Kathy Marquardt, senior vice president, GMAC Commercial Holding Corp., noted that the servicer community doesn't want to deal with the consequences of TRIA not being extended and is hopeful that it will get extended.
Some pooling and servicing agreements are looking to special servicers of "B" pieces to make decisions, she said.
There is a lot of stress on servicers because of the possibility of litigation, and not a lot of feedback from investors, according to her. If the backstop is not extended, she said, servicers need to work together as a community so that the burden is not solely on servicers.
Touching on another topic, Ms. Marquardt wondered about the conflicts that rating agencies encounter - between a borrower and an investor, for instance, or between different levels of certificate holders - and how they handle them.
Ms. Petosa observed that while there is an "inherent conflict" for a rating agency that has been talked about by the Securities and Exchange Commission (considering that the rating agencies are paid by borrowers whose bonds they are rating on behalf of investors), the rating agencies are aware that they are only as strong as their reputations and won't risk them.

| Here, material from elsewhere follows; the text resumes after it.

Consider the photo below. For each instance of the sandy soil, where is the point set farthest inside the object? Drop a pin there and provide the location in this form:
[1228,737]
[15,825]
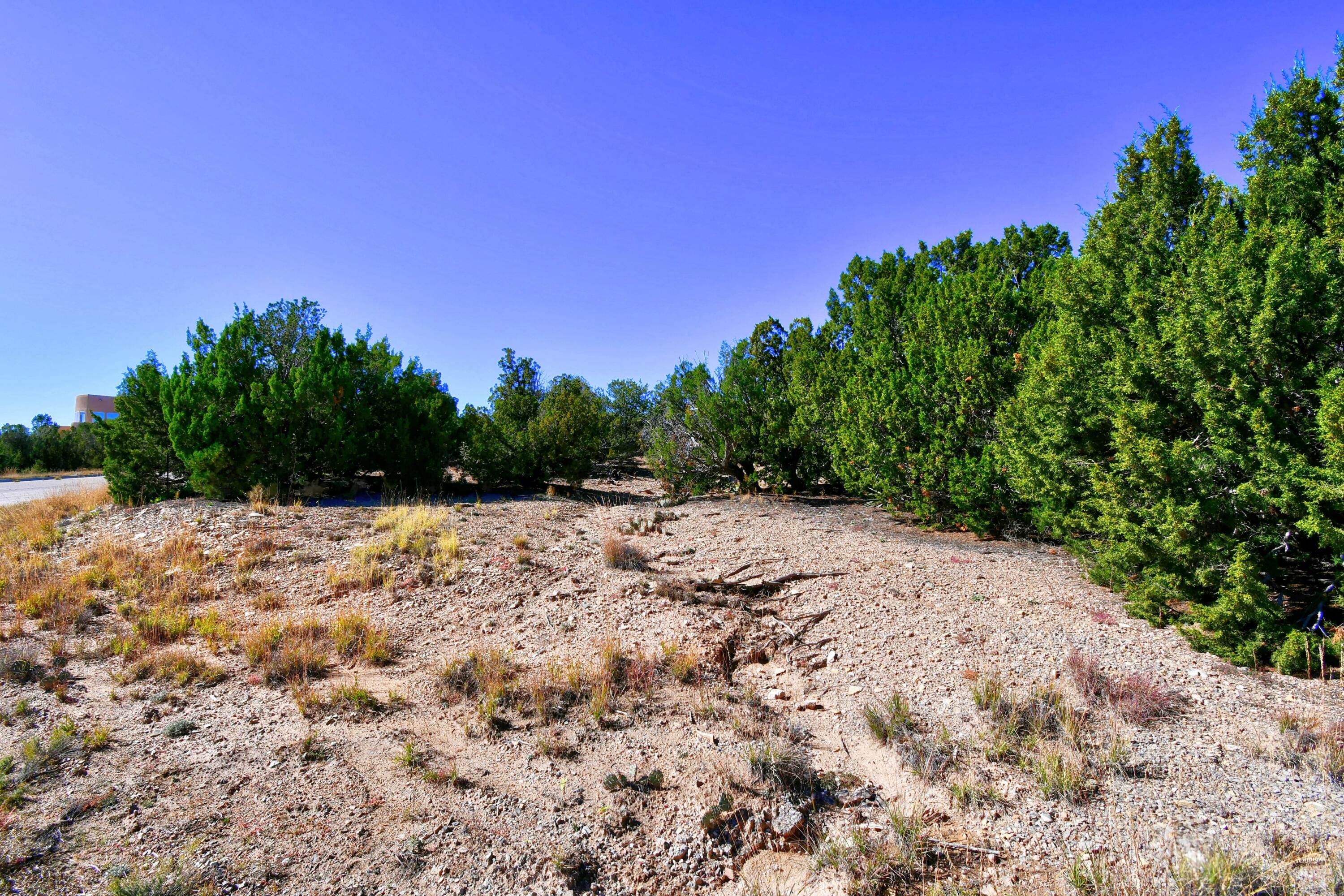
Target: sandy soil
[234,804]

She also noted that oftentimes rating agencies get blamed. When people ask for something saying that the rating agency wants it, she advises people to "call their bluff."
Mr. Rubock noted that Moody's handles any conflict "very diplomatically" and they also rely a lot on the servicer's judgment. There are different constituencies involved, and he sees it as a matter of managing expectations.
Ms. Stafford said that Dominion works very closely with the issuance side and keeps in touch with what's going on for the life of a deal.
About the various pari passu note structures that have emerged, Ms. Stafford noted that it is difficult coordinating between six different trusts and six different servicers.
Ms. Petosa wondered if the different structures would hold up in a court of law.
Mr. Rubock doesn't believe that pari passu notes are "out of control" yet. These structures have not been tested by a market downturn yet, he noted.
Responding to a query from Ms. Marquardt about how the rating agencies review requests for defeasance, Mark Goldberg, associate director, Standard & Poor's, said that the rating agency sees it as "just a bunch of documents being added."
Ms. Stafford also said that Dominion has come to the conclusion that "we're not adding a lot of value by looking at defeasance."